In the liner notes to a new CD of two live concerts by Lorraine Hunt Lieberson, the director Stephen Wadsworth, who worked with her, writes what a lot of people who loved her and cherished her singing must also feel. "Her work has such immediacy," he writes, "is so alive, that I even dread hearing her sometimes, because it makes me miss her and feel the just plain awfulness of her absence."
I was lucky to live in Boston around the time a young violist named Lorraine Hunt moved there. She also sang. One of the people who noticed her was Craig Smith, the late conductor of Boston's Emmanuel Music. She played in the Emmanuel Orchestra, and then Smith started casting her in opera, so she also caught the attention of the brilliant stage director Peter Sellars, Smith's working partner in some of the 20th century's most exciting opera productions.
In 1985, she had a major breakthrough — as Sesto, the son of the assassinated Pompey, in the Smith/Sellars production of Handel's Julius Caesar. Her performance was ferocious, tormented and terrifying. Decca finally issued the DVD of that production after her death, and it remains a landmark. Fortunately, much of her later concert work has been preserved. Conductor Nicholas McGegan's Philharmonia Baroque Orchestra label, PBP, has released two live concert recordings. One, from 1991, has Lieberson singing a selection of Handel arias, including two from Julius Caesar. But there's also a new addition to the Lieberson recorded repertory: her sublime singing, from a 1995 concert, of the Berlioz song cycle Nuits d'eté — one of the most gorgeous pieces of vocal music ever written.

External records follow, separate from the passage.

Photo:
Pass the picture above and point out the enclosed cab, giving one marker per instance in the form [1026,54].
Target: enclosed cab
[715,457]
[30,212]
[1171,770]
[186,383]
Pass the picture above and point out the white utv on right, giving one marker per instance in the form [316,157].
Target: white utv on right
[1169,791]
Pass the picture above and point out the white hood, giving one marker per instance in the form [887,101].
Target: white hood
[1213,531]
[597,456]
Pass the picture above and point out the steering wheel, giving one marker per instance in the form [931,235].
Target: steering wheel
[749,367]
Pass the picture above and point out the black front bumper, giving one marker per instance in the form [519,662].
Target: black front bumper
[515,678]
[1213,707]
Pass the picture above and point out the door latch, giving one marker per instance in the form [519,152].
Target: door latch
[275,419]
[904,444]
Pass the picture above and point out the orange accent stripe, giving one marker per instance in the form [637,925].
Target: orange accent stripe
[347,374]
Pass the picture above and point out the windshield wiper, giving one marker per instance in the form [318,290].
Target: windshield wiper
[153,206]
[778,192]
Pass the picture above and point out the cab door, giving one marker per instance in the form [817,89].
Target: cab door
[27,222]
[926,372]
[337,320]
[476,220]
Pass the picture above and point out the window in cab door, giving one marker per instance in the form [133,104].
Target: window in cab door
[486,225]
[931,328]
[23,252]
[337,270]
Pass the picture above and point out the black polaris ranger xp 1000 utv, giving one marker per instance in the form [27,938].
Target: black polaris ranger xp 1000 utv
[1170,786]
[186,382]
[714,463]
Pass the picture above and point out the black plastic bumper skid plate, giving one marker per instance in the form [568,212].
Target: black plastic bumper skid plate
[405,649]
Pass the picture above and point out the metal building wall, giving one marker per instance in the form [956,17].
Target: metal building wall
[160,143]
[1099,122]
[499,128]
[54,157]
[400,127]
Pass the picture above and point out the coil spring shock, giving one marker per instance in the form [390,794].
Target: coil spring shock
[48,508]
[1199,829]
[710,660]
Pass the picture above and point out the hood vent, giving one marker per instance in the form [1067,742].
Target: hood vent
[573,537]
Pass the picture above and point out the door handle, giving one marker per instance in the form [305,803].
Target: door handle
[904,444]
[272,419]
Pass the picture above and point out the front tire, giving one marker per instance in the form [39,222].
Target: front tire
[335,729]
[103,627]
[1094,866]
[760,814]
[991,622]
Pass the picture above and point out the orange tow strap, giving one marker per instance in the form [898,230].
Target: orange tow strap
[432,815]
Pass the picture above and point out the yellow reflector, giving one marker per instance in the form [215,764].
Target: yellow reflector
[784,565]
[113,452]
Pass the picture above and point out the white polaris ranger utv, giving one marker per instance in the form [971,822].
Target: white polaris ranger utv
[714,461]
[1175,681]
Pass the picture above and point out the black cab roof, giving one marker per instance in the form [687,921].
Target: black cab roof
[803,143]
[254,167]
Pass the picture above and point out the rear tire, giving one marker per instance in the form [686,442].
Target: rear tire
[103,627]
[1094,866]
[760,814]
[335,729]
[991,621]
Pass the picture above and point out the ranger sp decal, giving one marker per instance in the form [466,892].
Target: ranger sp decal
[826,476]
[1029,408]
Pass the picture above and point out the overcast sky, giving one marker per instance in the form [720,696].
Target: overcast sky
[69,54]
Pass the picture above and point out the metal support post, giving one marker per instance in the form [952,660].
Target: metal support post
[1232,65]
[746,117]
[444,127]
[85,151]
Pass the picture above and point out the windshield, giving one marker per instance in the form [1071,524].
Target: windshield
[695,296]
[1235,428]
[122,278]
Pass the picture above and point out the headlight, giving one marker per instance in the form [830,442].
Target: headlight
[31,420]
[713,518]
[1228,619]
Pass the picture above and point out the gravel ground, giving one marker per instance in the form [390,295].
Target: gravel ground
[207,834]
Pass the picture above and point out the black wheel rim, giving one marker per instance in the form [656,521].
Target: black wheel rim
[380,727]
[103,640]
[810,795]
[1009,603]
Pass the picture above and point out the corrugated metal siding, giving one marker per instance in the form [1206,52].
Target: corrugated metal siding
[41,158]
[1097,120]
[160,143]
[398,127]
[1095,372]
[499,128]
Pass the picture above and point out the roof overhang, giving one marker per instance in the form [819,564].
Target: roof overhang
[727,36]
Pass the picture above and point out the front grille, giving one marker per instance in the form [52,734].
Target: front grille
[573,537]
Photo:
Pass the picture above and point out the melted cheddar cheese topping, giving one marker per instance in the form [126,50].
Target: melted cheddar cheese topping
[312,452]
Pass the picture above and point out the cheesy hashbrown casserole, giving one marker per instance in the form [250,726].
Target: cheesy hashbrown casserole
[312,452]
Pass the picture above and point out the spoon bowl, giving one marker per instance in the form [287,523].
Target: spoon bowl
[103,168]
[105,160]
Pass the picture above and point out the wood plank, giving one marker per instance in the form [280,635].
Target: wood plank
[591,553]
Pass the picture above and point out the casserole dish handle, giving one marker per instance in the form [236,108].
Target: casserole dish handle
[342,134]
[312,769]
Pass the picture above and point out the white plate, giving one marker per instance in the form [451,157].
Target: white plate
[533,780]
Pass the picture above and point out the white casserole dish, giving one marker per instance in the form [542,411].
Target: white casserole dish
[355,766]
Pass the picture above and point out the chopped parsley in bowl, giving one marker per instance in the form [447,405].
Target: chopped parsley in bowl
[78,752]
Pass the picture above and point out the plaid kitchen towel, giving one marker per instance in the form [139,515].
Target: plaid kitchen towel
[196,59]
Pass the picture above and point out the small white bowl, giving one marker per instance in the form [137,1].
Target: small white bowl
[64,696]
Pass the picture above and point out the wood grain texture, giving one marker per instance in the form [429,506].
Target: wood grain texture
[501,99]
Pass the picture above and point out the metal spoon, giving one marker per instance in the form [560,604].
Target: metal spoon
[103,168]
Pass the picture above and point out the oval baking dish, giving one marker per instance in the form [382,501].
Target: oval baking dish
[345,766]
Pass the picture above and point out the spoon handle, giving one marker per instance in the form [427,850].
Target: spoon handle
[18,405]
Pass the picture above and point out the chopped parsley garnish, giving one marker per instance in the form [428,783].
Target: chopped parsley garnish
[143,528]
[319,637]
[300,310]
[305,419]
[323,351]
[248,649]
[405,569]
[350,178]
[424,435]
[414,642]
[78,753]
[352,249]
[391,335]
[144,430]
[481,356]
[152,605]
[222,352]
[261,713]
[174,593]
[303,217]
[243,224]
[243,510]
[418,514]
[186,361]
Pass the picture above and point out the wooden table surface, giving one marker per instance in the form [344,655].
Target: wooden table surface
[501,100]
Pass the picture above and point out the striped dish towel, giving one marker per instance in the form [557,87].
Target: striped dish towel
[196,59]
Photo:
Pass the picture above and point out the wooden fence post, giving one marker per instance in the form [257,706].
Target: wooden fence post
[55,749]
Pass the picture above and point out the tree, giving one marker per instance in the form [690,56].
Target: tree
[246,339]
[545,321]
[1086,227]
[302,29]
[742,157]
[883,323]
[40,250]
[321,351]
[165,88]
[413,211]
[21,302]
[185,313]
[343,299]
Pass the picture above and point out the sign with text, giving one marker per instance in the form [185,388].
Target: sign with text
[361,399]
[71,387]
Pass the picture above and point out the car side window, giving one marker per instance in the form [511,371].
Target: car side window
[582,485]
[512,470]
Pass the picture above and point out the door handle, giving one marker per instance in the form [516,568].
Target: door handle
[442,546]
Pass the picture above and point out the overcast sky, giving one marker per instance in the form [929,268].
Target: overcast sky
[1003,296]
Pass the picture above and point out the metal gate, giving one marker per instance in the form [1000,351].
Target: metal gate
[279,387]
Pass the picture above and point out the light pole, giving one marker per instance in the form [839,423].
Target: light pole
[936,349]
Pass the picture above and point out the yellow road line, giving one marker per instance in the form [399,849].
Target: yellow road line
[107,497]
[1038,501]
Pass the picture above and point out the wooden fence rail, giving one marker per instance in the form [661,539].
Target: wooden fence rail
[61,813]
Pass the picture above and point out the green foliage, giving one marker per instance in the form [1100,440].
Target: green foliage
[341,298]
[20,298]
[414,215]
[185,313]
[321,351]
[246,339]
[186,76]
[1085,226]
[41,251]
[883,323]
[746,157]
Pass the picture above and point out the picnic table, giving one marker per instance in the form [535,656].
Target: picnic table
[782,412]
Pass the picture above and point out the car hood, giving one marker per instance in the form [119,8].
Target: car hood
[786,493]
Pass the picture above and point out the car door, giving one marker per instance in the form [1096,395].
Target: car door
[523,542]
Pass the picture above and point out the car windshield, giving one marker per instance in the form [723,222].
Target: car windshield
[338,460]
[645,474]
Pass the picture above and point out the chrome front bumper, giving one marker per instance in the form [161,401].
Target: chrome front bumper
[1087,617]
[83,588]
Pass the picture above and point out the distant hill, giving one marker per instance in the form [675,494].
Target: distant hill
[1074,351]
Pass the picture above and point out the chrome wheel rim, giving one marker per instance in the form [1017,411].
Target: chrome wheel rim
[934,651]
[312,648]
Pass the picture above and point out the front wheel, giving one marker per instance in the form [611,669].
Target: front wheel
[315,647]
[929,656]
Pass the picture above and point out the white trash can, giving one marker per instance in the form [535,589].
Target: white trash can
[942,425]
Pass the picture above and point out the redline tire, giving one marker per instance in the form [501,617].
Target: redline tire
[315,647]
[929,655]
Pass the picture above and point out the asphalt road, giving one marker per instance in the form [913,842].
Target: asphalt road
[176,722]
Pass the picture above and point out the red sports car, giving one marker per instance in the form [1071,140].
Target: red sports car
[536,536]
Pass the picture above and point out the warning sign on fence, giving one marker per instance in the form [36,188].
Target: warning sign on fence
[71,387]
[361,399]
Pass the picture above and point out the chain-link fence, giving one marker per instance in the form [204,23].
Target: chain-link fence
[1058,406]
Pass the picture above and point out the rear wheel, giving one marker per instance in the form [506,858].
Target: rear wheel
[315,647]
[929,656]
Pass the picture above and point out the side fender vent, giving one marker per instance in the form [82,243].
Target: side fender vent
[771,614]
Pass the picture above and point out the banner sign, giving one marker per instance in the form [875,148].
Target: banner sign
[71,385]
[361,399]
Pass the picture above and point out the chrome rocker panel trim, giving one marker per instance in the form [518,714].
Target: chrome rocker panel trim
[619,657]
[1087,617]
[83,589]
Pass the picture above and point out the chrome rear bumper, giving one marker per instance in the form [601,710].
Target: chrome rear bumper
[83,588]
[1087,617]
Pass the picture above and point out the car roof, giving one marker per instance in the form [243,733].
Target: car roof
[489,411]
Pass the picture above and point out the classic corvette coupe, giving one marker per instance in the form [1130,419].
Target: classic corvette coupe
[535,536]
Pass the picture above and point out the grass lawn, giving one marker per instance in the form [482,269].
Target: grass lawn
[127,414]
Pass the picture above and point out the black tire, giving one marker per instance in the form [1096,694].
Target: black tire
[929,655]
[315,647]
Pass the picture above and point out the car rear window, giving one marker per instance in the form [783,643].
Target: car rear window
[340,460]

Lieberson was a thrilling Berlioz singer — ask anyone who heard her at the Met as the tragic Carthaginian Queen Dido in Berlioz's epic The Trojans. The songs of love and regret in Nuit d'eté are on a smaller scale, but Berlioz seems to have composed his long, spun-out melodies just for Lieberson's seamless legato and creamy tone.
Harmonia Mundi Records has also released a couple of new Lieberson albums: a CD of excerpts from her Handel recordings and another live concert, this one exquisitely accompanied by pianist Peter Serkin at the Ravinia Festival in 2004. It's a sophisticated and personal program, including songs by Brahms and Mozart, cantatas by Mozart — Masonic and noble — and Handel, and Debussy's erotic, sensual Chansons de Bilitis.
A special treat on this CD is the selection of encores. One is a duet from Handel's Julius Caesar with her friend countertenor Drew Minter, who sings the role of Cornelia, the mother of Lieberson's Sesto. The two weep over what may be their permanent separation.
Lorraine Hunt Lieberson sang a lot as a soprano before she lowered her range to mezzo-soprano. Her husband — composer Peter Lieberson, who died earlier this year — apparently didn't want to release any of her performances as a soprano. I hope the Lieberson estate might reconsider. We need the full picture of this extraordinary, incandescent artist.